Travelers on Saturday faced expensive hotel bills, significant difficulties in reaching their destination or expensive airfares. The Port of Dover said on Saturday that it had no foot passengers in stock for the day.
Richard Thorpe, director of engineering at HS1, which operates the line, apologized to customers saying he knew the disruption to travel plans was “disastrous” but said things were “very positive” on Sunday.
He told the BBC that water had been removed from both tunnels and that as many trains and people as possible were being moved.
The unprecedented amount of water overwhelmed pumping systems and caused flooding, he said.
Stories emerge from travelers facing difficult situations on both sides of The Channel.
A pregnant woman from Norwich said she was “crying for about an hour” after being stranded in Paris.
Ella Cattier, her four-year-old son Xander and his father were due to return to the UK after a break at Disneyland Paris.
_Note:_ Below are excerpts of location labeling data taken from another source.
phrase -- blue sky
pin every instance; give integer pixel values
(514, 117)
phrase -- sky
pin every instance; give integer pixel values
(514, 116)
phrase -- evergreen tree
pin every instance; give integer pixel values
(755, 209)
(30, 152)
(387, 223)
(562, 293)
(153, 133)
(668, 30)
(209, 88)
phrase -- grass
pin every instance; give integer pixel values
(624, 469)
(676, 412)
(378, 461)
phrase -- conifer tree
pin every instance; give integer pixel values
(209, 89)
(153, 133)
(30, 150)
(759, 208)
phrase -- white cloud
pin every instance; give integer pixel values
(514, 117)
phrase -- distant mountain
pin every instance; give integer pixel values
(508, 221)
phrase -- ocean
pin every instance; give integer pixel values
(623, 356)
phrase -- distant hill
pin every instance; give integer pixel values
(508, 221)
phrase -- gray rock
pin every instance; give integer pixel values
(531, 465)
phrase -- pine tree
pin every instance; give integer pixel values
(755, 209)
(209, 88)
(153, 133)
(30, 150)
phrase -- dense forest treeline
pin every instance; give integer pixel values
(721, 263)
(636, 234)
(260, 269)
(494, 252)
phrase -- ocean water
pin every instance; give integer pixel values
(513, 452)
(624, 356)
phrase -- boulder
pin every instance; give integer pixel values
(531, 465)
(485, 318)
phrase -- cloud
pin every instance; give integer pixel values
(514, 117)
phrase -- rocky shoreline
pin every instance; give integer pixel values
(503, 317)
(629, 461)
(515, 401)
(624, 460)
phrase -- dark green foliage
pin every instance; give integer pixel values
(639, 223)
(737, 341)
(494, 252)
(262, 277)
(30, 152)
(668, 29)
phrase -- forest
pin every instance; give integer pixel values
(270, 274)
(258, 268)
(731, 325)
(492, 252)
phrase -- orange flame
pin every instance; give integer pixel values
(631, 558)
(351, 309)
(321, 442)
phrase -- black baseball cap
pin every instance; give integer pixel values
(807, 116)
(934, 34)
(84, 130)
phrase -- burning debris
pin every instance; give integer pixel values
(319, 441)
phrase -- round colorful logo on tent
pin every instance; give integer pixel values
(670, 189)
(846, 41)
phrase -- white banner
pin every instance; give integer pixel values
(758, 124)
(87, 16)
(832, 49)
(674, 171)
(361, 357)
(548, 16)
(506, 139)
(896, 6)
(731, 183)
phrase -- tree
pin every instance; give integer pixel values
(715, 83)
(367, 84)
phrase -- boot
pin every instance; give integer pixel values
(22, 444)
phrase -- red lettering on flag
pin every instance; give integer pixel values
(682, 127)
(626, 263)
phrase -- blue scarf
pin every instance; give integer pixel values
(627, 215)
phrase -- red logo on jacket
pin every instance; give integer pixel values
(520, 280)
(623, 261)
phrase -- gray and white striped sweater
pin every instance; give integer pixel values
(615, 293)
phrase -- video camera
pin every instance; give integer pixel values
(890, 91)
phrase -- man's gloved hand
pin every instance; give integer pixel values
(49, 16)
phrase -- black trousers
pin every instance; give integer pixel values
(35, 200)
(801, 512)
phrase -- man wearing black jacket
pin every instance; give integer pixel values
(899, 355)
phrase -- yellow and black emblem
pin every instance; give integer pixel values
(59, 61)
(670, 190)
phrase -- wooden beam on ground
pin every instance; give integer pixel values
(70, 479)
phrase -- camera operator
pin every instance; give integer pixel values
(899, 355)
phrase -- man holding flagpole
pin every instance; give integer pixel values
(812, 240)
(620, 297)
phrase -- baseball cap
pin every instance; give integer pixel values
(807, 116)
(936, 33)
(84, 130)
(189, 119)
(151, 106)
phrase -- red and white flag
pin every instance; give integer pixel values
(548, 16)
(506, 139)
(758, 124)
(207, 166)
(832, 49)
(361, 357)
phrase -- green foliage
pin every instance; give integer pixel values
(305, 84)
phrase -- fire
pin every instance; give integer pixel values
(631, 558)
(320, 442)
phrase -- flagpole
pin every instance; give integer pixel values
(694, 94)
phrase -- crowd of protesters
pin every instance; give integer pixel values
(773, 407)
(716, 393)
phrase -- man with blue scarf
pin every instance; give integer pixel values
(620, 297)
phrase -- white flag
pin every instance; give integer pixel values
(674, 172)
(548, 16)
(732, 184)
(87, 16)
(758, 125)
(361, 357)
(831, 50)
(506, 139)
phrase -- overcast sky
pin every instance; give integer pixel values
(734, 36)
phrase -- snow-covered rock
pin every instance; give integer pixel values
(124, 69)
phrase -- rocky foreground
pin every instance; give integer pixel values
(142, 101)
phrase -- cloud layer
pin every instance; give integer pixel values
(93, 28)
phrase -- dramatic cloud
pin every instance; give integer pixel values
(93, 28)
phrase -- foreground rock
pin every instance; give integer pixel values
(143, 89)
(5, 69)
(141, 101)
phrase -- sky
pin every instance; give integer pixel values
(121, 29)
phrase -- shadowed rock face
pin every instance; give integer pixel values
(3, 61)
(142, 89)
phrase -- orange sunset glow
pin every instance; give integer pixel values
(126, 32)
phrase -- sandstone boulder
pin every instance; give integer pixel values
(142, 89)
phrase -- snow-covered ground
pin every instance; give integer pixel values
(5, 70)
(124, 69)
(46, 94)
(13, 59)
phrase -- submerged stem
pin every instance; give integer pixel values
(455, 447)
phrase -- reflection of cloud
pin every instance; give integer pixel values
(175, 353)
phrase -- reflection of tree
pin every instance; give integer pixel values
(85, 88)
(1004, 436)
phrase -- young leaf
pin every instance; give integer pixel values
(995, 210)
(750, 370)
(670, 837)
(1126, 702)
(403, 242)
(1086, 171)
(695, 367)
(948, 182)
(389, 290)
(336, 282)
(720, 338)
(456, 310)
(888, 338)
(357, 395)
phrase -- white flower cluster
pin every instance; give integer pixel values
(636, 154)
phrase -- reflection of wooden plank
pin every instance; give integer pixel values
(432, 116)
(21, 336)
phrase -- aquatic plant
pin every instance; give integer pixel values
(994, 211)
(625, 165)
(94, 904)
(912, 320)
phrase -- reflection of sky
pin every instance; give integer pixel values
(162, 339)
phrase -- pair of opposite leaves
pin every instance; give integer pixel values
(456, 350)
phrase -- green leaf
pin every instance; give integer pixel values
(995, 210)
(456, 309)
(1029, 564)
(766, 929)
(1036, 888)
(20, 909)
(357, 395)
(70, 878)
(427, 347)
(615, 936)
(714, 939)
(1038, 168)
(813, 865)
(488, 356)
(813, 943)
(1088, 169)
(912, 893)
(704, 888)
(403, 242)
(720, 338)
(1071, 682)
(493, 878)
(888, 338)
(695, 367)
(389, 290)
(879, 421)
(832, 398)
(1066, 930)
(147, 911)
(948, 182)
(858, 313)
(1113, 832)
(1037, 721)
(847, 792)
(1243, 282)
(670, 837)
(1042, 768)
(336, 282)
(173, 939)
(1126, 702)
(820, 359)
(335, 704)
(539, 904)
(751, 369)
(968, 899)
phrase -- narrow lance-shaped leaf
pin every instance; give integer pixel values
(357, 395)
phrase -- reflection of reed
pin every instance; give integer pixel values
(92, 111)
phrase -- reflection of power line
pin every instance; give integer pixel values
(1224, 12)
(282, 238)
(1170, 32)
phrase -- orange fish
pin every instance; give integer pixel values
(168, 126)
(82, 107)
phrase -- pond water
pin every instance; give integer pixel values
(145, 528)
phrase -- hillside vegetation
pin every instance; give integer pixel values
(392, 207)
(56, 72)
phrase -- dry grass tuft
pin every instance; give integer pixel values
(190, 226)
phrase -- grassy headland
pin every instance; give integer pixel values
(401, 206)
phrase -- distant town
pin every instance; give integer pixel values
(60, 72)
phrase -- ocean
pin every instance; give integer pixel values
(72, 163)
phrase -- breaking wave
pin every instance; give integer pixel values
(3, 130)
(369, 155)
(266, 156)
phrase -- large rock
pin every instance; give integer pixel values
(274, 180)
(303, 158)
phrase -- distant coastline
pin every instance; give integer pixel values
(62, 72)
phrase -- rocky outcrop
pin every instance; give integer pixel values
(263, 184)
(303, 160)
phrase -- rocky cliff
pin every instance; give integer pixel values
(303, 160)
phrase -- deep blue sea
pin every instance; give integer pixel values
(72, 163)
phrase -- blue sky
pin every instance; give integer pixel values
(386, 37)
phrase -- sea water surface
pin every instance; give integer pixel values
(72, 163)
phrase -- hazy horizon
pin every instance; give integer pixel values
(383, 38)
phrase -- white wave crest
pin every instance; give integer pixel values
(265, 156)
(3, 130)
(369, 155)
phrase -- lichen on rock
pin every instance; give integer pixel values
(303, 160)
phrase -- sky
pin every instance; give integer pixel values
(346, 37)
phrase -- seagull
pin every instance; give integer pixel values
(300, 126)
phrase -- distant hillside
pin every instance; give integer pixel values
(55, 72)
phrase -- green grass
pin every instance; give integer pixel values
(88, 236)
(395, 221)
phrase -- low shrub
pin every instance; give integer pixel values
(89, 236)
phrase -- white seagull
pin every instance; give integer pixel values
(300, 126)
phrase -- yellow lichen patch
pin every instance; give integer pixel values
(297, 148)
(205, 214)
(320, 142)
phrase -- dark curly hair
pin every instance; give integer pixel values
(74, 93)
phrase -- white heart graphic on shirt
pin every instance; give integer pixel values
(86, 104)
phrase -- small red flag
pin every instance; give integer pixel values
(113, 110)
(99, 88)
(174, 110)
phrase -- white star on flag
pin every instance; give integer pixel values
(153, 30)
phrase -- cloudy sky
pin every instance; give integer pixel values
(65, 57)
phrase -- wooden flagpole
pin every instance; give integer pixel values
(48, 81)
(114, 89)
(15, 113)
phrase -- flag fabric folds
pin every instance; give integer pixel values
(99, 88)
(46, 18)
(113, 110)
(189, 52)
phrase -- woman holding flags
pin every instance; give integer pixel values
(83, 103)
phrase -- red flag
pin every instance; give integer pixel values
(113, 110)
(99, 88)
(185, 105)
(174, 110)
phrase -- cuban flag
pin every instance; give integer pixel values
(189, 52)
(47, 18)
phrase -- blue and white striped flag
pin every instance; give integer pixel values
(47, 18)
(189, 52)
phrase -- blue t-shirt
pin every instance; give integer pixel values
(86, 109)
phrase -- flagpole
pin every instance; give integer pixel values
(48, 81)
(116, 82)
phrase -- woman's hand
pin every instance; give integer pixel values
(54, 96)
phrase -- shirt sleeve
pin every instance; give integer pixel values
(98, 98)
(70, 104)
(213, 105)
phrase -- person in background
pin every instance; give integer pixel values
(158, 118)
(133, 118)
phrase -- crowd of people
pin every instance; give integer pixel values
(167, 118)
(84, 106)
He told the BBC on Saturday morning that the scene at Gare du Nord station was chaotic and that no help was available for affected passengers.
Ms Cattier, who is 33 weeks pregnant, said the next train was on January 3 – the day she had to return to work – and hotels and transfers were unaffordable.
“No trains, no boats, no hotels”, she said.
“I don't have £1,200 a night to stay in Paris. I can't get a train or connections to Amsterdam and back to England.
“Plus, I don't know if they'll let me fly at this point in the pregnancy.”
Curt Downs, his wife Megan and their one-year-old son were trapped in the Carre du Nord.
“The Eurostar staff there are completely frustrated and can't recommend anything to us,” he told BBC News.
A staff member said there were 4,000 passengers to help, Mr Downs said.
He said the family spent two hours trying to find a way back to the UK, searching for ferries, car hire and flights.
They managed to get some of the last seats on the £450 flight from Paris to Manchester, from where Mrs Downes' mother made the five-hour round trip to take them to Bedfordshire.
Meanwhile, at London's congested St Pancras station, emotional passengers sat on suitcases and frantically tried to find alternative routes.
Christina David, 25, and Georgina Benjamin, 26, from Sydney, found their train canceled after traveling around Europe on a budget for three weeks.
They planned to “go hard” to their final stop in Paris – where they hoped to ring in the New Year in an expensive hotel with a view of the Eiffel Tower before flying home.
Ms Benjamin said she wanted to see Paris “light up” but now felt frustrated and angry.
“A lot of people were crying,” said her friend Ms David. “We don't know where to go, we have nowhere to stay.”
A video taken inside the flooded tunnel shows water pouring down the tracks from a pipe attached to the wall of the tunnel.
Thames Water previously said a “fire-fighting system” may have caused the flooding. But HS1 said the source of the flooding would be investigated, but at this stage there was “no evidence to suggest that the fire control system was in any way related to the problem”.
It said the flooding was being “resolved” and the route would remain operational, but speed restrictions and delays and disruptions were expected.
“We understand how frustrating this has been for passengers and apologize for the inconvenience caused at such an important time of year,” a spokesman said.